Captain Bowen has faithfully served the Wichita community since 1991. His commitment to the fire service and willingness to perform above and beyond the call of duty is unquestioned. Peers and subordinates speak highly of Captain Bowen’s passion for the job, energy, compassion for his subordinates, and his integrity. Bowen’s kindness and commitment to those assigned to his current east Wichita fire station is unmatched. He is known to reach out to sick or injured firefighters and is always available to provide his wisdom and guidance whether on or off duty. Others have identified Bowen as an extremely effective advocate not only to those fortunate enough to work with him, but the entire department.
J. David was acting Division Leader and responded to a call at McConnell Air Force Base with an ambulance crew from Derby. The patient sustained a critical injury to his neck when a barbell containing 450lbs landed across his trachea. J. David and the crews recognized the dire need for intervention to stabilize the patient and prepare for emergency transport to a local Trauma Center. The patient had an endotracheal intubation on the scene of the call that provided patency of his cardiopulmonary arrest. Management of the scene and direct proficient decision making by J. David saved the life of the patient.
J. David has served the citizens of Sedgwick County as a paramedic for nearly 26 years. He has most certainly been directly responsible for saving the lives of many people and has played a major part in reducing mortality and severe injury and illness to thousands of patients. He is a role model for others and his leadership skills and abilities give others a very high bar to reach for.
velyn Schall has been a Red Cross Disaster Services volunteer since 2005 and has served well over 6,500 hours.
Evelyn has gone above and beyond her usual responsibilities to assist with data clean-up in preparation for migration to a new volunteer data system. She spent many hours completing data migration templates, offering her analytical expertise.
Evelyn is a team player who cares about the American Red Cross, Midway-Kansas Chapter and the clients we serve. Her administration efforts, in addition to her direct service roles, are priceless in helping us fulfill the Red Cross mission.

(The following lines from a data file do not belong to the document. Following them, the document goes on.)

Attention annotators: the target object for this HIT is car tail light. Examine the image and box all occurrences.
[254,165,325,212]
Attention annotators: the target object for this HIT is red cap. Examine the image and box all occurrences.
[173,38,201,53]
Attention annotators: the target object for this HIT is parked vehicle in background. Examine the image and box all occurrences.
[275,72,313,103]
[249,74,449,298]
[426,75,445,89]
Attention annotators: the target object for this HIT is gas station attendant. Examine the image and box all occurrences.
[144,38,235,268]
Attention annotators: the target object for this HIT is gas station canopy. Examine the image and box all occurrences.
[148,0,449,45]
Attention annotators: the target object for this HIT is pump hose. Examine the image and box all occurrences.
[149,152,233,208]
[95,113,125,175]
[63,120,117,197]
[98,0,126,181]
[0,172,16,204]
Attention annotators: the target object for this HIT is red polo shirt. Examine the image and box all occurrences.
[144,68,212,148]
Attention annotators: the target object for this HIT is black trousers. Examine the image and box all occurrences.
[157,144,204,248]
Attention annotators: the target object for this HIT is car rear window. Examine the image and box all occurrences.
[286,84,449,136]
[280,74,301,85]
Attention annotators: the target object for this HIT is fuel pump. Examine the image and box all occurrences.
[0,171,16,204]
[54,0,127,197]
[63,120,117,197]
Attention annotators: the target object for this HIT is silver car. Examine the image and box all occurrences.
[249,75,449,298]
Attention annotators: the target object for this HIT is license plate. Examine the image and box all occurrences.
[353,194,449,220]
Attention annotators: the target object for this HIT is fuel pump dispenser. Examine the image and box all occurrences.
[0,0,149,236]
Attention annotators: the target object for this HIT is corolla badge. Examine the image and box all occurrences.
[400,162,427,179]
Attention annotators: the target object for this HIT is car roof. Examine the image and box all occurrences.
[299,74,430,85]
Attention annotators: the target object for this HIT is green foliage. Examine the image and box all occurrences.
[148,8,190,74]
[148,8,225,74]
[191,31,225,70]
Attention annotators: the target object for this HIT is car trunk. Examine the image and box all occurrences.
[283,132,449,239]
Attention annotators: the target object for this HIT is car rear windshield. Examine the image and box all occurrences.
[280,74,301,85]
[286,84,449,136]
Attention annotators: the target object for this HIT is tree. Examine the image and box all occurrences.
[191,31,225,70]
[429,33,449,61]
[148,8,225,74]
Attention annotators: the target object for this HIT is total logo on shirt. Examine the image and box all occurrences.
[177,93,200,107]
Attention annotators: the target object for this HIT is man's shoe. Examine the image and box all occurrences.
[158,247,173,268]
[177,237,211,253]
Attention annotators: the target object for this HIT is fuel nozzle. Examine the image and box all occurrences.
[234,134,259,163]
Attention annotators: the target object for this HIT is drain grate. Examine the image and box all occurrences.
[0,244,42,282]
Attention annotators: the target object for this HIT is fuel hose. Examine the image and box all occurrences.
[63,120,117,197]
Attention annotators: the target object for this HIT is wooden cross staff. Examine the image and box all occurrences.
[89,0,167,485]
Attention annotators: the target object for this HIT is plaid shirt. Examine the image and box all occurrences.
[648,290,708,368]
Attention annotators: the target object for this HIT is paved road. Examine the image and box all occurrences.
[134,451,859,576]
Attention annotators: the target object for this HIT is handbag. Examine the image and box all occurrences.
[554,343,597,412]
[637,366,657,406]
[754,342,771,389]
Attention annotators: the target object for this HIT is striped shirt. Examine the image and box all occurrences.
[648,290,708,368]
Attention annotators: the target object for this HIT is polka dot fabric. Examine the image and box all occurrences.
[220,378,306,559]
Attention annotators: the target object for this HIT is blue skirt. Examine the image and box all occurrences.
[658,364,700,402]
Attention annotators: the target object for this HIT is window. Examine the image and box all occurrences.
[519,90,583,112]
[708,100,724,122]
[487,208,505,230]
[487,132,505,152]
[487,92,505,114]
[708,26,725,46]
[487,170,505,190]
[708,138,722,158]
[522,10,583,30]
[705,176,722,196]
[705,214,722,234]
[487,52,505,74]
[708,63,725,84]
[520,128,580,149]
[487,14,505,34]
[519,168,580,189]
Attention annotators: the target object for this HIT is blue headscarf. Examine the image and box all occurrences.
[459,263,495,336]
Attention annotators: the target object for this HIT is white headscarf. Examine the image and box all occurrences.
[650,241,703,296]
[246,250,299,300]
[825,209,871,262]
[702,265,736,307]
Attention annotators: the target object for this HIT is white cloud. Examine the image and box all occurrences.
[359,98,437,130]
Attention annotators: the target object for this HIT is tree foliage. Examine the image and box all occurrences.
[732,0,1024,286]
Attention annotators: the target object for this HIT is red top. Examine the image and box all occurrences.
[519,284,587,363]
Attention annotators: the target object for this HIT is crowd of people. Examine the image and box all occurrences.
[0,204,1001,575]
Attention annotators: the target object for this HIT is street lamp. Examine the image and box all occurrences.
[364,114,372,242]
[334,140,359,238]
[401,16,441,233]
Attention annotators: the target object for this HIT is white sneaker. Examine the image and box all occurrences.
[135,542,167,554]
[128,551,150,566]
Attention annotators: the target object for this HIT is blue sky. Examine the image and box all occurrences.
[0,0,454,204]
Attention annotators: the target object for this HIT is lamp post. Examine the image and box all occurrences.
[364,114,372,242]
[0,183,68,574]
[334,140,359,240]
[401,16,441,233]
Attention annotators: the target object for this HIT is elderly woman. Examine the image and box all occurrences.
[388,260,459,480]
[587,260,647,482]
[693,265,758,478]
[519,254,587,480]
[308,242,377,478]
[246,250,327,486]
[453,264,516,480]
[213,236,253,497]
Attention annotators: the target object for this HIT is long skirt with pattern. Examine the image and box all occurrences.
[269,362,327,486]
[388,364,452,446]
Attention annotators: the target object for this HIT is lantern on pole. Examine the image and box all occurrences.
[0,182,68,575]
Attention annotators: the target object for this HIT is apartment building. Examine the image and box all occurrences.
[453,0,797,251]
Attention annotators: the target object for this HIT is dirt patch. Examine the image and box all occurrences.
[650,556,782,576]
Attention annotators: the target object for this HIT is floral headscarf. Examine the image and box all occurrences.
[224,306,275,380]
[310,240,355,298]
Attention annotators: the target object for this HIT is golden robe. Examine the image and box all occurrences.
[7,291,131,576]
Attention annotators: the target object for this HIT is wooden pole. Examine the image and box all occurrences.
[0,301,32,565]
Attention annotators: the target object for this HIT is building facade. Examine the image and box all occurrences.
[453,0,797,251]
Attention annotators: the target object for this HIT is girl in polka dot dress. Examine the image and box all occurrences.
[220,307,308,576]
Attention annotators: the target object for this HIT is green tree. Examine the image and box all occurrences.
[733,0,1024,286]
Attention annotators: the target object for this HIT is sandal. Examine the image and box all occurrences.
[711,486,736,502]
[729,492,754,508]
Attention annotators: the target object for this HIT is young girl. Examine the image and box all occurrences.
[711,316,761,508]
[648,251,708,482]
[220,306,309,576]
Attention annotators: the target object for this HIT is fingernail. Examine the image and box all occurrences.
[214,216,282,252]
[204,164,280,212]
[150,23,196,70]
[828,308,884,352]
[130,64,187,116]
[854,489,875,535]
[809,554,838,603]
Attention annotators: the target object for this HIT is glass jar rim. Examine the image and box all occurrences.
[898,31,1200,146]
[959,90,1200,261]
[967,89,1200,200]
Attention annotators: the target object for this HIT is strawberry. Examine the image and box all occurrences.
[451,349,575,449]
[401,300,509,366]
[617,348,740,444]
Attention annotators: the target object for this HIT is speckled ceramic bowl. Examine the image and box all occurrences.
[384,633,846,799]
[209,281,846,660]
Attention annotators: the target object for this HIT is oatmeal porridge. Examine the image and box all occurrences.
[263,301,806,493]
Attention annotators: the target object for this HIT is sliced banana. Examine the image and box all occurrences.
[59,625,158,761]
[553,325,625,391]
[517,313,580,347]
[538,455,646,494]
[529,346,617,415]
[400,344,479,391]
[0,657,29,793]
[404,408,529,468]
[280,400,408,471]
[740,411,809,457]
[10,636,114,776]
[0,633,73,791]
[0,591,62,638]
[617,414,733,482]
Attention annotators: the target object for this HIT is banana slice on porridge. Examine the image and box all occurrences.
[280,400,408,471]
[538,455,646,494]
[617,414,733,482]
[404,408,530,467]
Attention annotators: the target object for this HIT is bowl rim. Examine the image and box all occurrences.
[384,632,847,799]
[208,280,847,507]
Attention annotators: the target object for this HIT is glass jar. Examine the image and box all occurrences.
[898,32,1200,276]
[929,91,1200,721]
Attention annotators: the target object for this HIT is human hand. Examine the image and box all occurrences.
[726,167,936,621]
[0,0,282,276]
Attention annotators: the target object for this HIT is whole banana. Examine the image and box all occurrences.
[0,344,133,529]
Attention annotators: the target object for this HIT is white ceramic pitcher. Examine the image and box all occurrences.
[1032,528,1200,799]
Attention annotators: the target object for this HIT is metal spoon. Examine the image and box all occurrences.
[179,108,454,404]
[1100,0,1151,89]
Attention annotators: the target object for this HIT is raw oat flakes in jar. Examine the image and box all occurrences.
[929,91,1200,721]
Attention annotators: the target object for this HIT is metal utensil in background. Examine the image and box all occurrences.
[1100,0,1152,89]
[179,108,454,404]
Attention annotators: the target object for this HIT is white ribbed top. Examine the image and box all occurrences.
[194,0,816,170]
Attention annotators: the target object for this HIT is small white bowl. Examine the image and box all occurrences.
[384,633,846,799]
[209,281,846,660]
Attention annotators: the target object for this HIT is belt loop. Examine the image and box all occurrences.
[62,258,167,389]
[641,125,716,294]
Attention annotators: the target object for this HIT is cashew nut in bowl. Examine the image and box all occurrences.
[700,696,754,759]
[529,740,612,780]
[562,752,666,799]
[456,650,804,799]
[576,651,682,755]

In March, Deputy Powell with the Sedgwick County Sherriff Office was involved in a chase after trying to conduct a routine traffic stop. The chase ended near Potwin, Kan. and the two suspects ran on foot on the property of Terry Whiteside. Deputy Powell was shot at by both suspects, one hitting him on the right side of his body. Deputy Powell fired back and retreated back to Terry’s garage.
The deputy had suffered a gunshot wound to his right eye, causing temporary blindness.
When Terry heard gunshots on his property, he immediately jumped into action. He quickly ran outside to find Deputy Powell on the ground and bleeding. Without any regard to his own life, Terry ran to Deputy Powell’s aid. He then provided cover for him and notified him that the suspects were travelling away from the scene. This allowed Deputy Powell to notify in-coming law enforcement of the suspects’ whereabouts.
During the investigation it was determined that Terry had acted above and beyond what is expected from a citizen in such a volatile situation. It is safe to say that this incident could have ended more tragically if it not for the actions of Terry.